See API reference for all formatter options.

Equivalence

clj-hgvs.core/== tests the fundamental equivalence of the given HGVS.

(hgvs/== #clj-hgvs/hgvs "NM_005228:c.2361G>A"
         #clj-hgvs/hgvs "NM_005228.4:c.2361G>A")
;;=> true

(hgvs/== #clj-hgvs/hgvs "p.K53Afs*9"
         #clj-hgvs/hgvs "p.Lys53Alafs")
;;=> true

(hgvs/== #clj-hgvs/hgvs "p.L858R"
         #clj-hgvs/hgvs "p.L858M")
;;=> false

Plain Map Representation

plain converts HGVS data to a plain map, and restore converts the map back to the HGVS data. These functions are useful for sending HGVS data through another codec.

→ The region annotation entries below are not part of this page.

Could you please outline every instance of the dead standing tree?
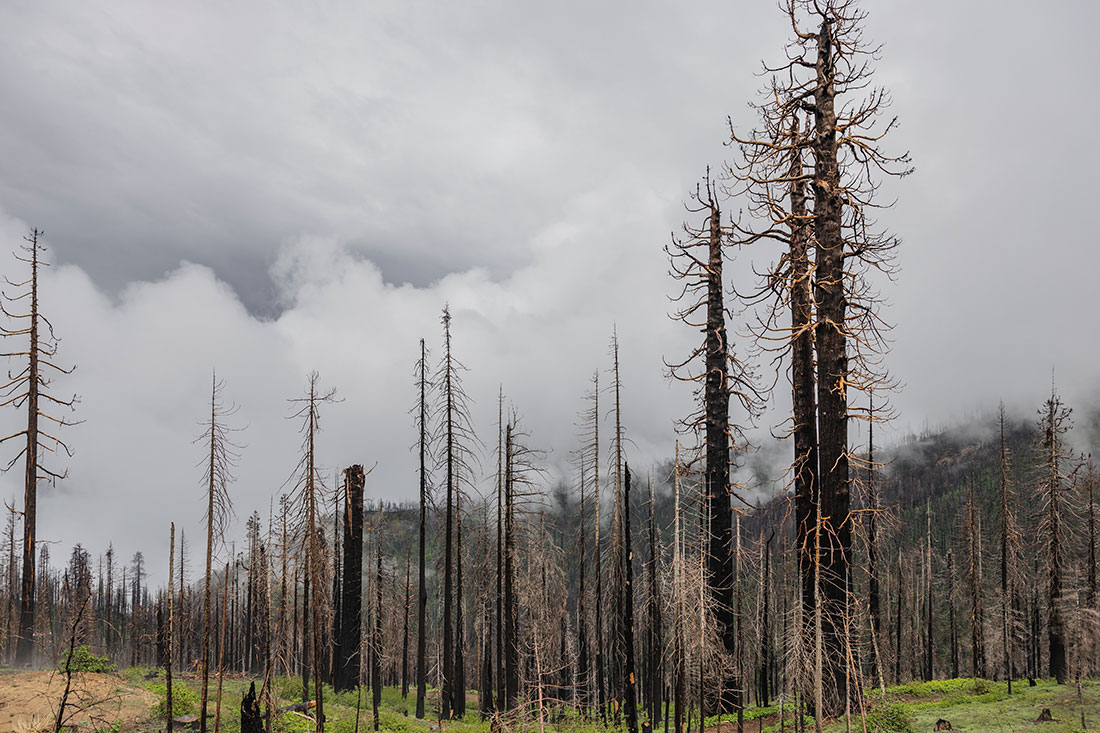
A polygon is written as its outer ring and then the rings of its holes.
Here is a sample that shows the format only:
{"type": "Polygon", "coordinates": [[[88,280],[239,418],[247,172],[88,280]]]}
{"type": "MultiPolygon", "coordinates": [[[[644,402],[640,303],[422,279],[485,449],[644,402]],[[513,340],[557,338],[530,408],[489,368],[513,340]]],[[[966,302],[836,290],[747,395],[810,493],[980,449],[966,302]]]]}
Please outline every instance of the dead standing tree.
{"type": "Polygon", "coordinates": [[[0,355],[9,359],[25,359],[26,368],[12,374],[8,372],[8,382],[0,390],[0,407],[9,405],[18,409],[26,408],[26,428],[12,433],[0,442],[25,438],[26,444],[12,458],[4,470],[11,469],[20,458],[24,459],[23,483],[23,575],[19,606],[19,641],[15,647],[15,664],[30,665],[34,661],[34,626],[35,626],[35,527],[37,526],[38,482],[64,479],[67,471],[58,471],[44,466],[41,452],[58,453],[64,451],[72,458],[73,451],[68,445],[57,437],[57,428],[75,423],[65,417],[57,417],[48,407],[65,407],[72,411],[76,405],[76,396],[59,400],[50,393],[48,374],[70,374],[73,369],[65,369],[54,362],[57,357],[58,339],[54,335],[53,324],[40,310],[38,275],[42,267],[48,266],[41,255],[45,247],[38,242],[42,231],[32,229],[23,239],[24,254],[15,254],[19,262],[31,266],[31,276],[22,282],[4,281],[16,293],[0,293],[0,313],[14,324],[13,328],[0,327],[0,336],[6,338],[28,338],[25,350],[10,351],[0,355]],[[7,302],[8,305],[4,305],[7,302]],[[25,311],[19,311],[23,303],[28,303],[25,311]],[[16,306],[18,304],[18,306],[16,306]],[[9,308],[11,308],[9,310],[9,308]],[[52,427],[43,427],[42,423],[52,427]]]}
{"type": "Polygon", "coordinates": [[[466,370],[451,349],[451,310],[443,308],[443,358],[436,373],[439,404],[439,467],[447,486],[447,526],[443,532],[443,667],[441,716],[462,718],[465,696],[465,622],[462,605],[462,496],[472,485],[476,436],[470,418],[470,398],[462,387],[466,370]]]}
{"type": "Polygon", "coordinates": [[[431,383],[428,379],[428,348],[425,346],[424,339],[420,339],[420,359],[416,362],[414,375],[416,376],[417,391],[419,392],[417,405],[414,408],[414,415],[417,433],[419,434],[417,449],[420,458],[420,468],[418,472],[420,480],[420,525],[418,539],[419,549],[417,555],[419,580],[417,581],[416,625],[416,716],[422,719],[425,714],[425,698],[428,691],[428,581],[425,576],[425,543],[427,537],[427,513],[430,485],[430,480],[428,478],[428,451],[431,446],[431,434],[428,429],[428,395],[429,390],[431,389],[431,383]]]}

(hgvs/plain #clj-hgvs/hgvs "NM_005228.3:c.2573T>G")
;;=> {:transcript "NM_005228.3"
;;    :kind "coding-dna"
;;    :mutation {:mutation "dna-substitution"
;;               :coord {:coordinate "coding-dna"
;;                       :position 2573
;;                       :offset 0
;;                       :region nil}
;;               :ref "T"
;;               :type ">"
;;               :alt "G"}}

(hgvs/restore *1)
;;=> #clj-hgvs/hgvs "NM_005228.3:c.2573T>G"

HGVS Repair

repair-hgvs-str attempts to repair an invalid HGVS text.

(hgvs/repair-hgvs-str "c.123_124GC>AA")
;;=> "c.123_124delGCinsAA"

The repair rules are based on frequent mistakes in popular public-domain databases such as dbSNP and ClinVar.

You may supply custom repair rules to the second argument:

(require '[clojure.string :as string]
         '[clj-hgvs.repairer :as repairer])

(defn lower-case-ext
  [s kind]
  (if (= kind :protein)
    (string/replace s #"EXT" "ext")
    s))

(def my-repairers (conj repairer/built-in-repairers
                        lower-case-ext))

(hgvs/repair-hgvs-str "p.*833EXT*?" my-repairers)
;;=> "p.*833ext*?"

License

Copyright 2017-2024 Xcoo, Inc.

Licensed under the Apache License, Version 2.0.